Yes, it's full of distortions that come from taking a photo of a television screen. Try it -- those jumping pixels don't stay still for long.
Despite the eye-trick -- think of all the rearranging work our eyes must constantly do when we watch for long periods of time -- there are a couple of other elements that went along with this image of Premier Gordon Campbell that weren't quite right either.
He started his speech last night by asking a double-headed question: Why his government had initiated the HST and why they "...didn't talk about it before the last election."
As for the first part of the question, he trotted out mostly the same explanations he's always offered, only with the addition of charts. Although these were credited to the province's Ministry of Finance, I was surprised to see them using one of the oldest propaganda tricks around. Although they appeared to be bar graphs, there were no numeric indicators running up the side, nothing even to indicate a base line. In other words, the ratios shown could have represented any amount and were in essence, completely meaningless.
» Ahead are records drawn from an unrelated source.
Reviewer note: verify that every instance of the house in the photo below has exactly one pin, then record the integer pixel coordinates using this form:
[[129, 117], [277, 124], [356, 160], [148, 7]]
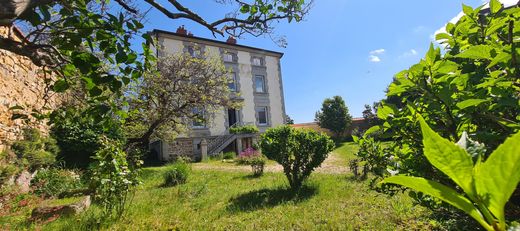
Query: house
[[257, 80]]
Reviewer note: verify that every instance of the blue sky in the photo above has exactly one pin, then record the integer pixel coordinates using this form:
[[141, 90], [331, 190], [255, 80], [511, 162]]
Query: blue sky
[[346, 48]]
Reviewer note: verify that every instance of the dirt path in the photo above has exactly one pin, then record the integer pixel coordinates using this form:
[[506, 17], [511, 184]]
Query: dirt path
[[329, 166]]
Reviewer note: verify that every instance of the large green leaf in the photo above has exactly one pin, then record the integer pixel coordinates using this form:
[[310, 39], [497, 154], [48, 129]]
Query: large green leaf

Conveniently, none of these charts illustrated the fact that B.C. continues (despite our high costs of living) to have the lowest legislated minimum wage in all of Canada.
He tossed around a lot of numbers -- how a family of four currently making $25,000 (good luck, sez I) will now receive up to $920 in HST tax credits, money they'll be able to 'decide' how they'll spend. Hmmm, that's a whole whopping $2.50 a day -- that sounds like a real life-changer.
When it came to his answering the second part of the question (the part about how the tax had been brought in even though HST rumours were denied during the last campaign) Campbell pretty much managed to skip addressing that part. Only that's the part that seems to have stuck in the craw of so many British Columbians.
In his rationalizations about the HST, he even used the phrase "...after the announcement was made...". Not 'after the province-wide referendum', not even 'after it was debated in the legislature' -- but "after the announcement was made".
Governance by announcement rather than democratic process. And that's the real problem with these pictures.